Whit finds nothing incriminating about Oliver but confirms that Michael received a call from the payphone Brooke used. Driving there, Michael spots the Langs' associates and tries to follow them but sees Grant inside their van. Michael is intercepted and beaten by Oliver, who asserts his group's mission, but Michael overpowers him and realises he intends to blow up the J. Edgar Hoover Building. Warning Whit, Michael pursues the van into the building's garage, only to discover he is chasing a decoy. He finds the bomb planted in the trunk of his car as it detonates (having unknowingly driven the bomb to its destination in his own vehicle), and Oliver watches from a distance as the blast destroys FBI headquarters.

With Michael and Whit among the dead, the Langs and their conspirators successfully frame Michael as a lone wolf terrorist — just as they did with Dean Scobee — seeking revenge on the FBI for Leah's death, supported by accounts of his increasingly erratic behaviour. It is implied that the Langs and their organization had chosen Faraday long before to be their patsy because of his history, and had been planning to involve and frame him all along.
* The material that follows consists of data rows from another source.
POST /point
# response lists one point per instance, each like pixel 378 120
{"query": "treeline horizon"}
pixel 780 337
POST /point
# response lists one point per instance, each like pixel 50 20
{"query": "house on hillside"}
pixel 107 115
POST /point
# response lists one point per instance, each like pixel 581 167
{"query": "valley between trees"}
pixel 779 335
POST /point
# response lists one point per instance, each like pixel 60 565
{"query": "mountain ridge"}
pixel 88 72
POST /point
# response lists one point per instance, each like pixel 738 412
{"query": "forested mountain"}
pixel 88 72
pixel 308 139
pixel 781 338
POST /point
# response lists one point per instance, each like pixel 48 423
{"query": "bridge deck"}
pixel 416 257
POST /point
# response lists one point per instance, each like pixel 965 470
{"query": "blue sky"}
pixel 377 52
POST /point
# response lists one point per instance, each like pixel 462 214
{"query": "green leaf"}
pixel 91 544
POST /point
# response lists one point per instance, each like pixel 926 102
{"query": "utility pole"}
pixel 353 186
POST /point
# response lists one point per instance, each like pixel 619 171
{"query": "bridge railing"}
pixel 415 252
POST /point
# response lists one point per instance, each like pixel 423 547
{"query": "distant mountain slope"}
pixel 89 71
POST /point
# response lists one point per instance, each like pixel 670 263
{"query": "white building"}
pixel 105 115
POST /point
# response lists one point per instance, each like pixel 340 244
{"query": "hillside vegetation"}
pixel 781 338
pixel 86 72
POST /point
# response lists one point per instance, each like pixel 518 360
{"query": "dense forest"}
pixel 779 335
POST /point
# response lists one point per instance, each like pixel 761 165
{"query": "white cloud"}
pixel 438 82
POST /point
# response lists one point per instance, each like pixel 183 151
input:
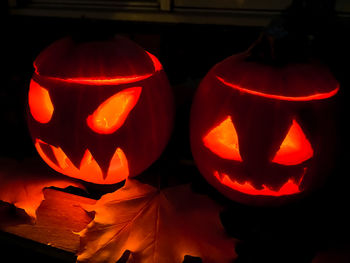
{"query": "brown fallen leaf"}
pixel 22 184
pixel 155 226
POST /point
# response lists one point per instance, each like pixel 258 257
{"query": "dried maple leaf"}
pixel 155 226
pixel 22 184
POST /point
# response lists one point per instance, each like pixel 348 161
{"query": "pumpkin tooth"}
pixel 118 166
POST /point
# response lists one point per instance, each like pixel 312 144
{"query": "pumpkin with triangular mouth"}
pixel 99 110
pixel 262 133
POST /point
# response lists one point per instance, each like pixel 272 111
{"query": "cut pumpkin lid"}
pixel 114 61
pixel 292 82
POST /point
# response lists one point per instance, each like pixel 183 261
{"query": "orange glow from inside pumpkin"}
pixel 156 63
pixel 318 96
pixel 223 140
pixel 289 188
pixel 295 147
pixel 89 169
pixel 40 104
pixel 108 80
pixel 112 113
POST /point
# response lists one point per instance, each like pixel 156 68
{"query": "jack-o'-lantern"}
pixel 263 133
pixel 99 110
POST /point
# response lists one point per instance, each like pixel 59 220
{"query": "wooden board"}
pixel 59 217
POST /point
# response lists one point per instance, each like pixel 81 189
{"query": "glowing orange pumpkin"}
pixel 99 111
pixel 262 133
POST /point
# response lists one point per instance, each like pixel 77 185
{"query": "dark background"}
pixel 295 232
The orphaned Grant moves in with relatives, unaware of his father's innocence, while Oliver and Cheryl prepare to move their family to another safe suburb for their next attack.

==Production==
In May 1997, it was reported that Samuelson Productions would produce the Ehren Kruger scripted thriller Arlington Road to be directed by Mark Pellington. Kruger stated he was inspired by the thriller scripts of the 1970s "when plots were never completely resolved and heroes and villains were less easily distinguishable" with his script earning him the 1996 Nicholl Fellowship for screenwriting.

==Reception==
===Box office===
Sony paid $6 million to acquire the film's United States distribution rights. It opened at #6 in its opening weekend with $7,515,145 behind American Pie, Wild Wild Wests second, Big Daddys third, and Tarzan and The General's Daughters fourth weekends. The film eventually grossed $24,756,177 in the United States theatrically.
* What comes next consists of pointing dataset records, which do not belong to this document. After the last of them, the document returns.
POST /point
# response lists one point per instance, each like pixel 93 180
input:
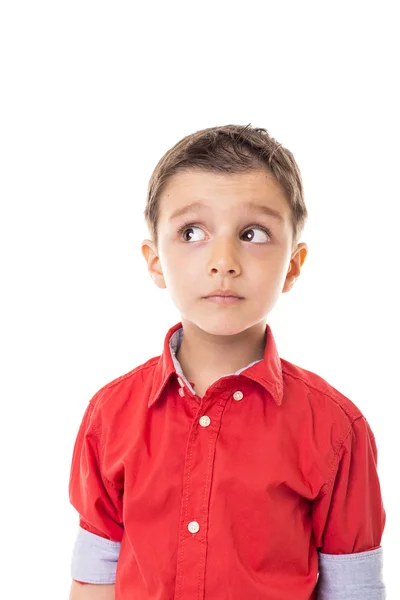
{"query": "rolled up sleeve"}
pixel 349 520
pixel 99 504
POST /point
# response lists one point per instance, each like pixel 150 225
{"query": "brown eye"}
pixel 249 237
pixel 186 232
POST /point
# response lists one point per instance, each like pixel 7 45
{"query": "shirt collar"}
pixel 267 371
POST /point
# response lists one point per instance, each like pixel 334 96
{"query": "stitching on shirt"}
pixel 335 463
pixel 178 593
pixel 209 460
pixel 324 392
pixel 358 556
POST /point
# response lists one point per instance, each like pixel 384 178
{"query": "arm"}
pixel 92 592
pixel 348 522
pixel 99 504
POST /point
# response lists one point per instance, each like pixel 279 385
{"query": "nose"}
pixel 224 257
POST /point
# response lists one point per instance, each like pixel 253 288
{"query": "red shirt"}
pixel 230 496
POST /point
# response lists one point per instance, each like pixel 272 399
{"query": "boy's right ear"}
pixel 152 259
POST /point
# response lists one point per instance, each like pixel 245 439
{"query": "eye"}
pixel 264 230
pixel 187 227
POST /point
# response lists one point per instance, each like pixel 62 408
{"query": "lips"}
pixel 223 294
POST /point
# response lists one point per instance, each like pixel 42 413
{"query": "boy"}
pixel 218 470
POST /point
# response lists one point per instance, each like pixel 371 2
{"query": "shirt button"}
pixel 193 527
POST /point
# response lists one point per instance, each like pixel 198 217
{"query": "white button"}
pixel 205 421
pixel 193 527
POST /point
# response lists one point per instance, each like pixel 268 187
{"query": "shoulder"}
pixel 318 393
pixel 127 388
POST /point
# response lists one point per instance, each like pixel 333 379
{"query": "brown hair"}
pixel 229 149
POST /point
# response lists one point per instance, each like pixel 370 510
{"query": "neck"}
pixel 205 357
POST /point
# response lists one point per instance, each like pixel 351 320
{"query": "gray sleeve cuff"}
pixel 357 576
pixel 94 559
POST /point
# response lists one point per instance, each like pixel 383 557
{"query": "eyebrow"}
pixel 252 206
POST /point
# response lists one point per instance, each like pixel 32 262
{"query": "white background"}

The film made a worldwide gross of $41 million on a budget of $31 million.

===Critical response===
The film holds a 63% rating on Rotten Tomatoes based on 92 reviews. with the site's consensus stating; "A suspenseful thriller led by strong cast performances built around a somewhat implausible story." Metacritic, which uses a weighted average, assigned the a score of 65 out of 100, based on 26 critics, indicating "generally favorable" reviews. Audiences polled by CinemaScore gave the film an average grade of "B−" on an A+ to F scale.

Roger Ebert, who gave the film 2 out of 4 stars, wrote of the film:Arlington Road is a thriller that contains ideas. Any movie with ideas is likely to attract audiences who have ideas of their own, but to think for a second about the logic of this plot is fatal.

==Home media==
The film was initially released on VHS and DVD October 26, 1999 by Columbia TriStar Home Video. A Blu-ray of the film was later released on August 7, 2007 by Sony Pictures Home Entertainment.

==Television adaptation==
In April 2021, it was announced a television series adaptation based on the film was in development at Paramount+. The project is to be a co-production between CBS Studios and Village Roadshow Television with Pellington and Seth Fisher serving as executive producers.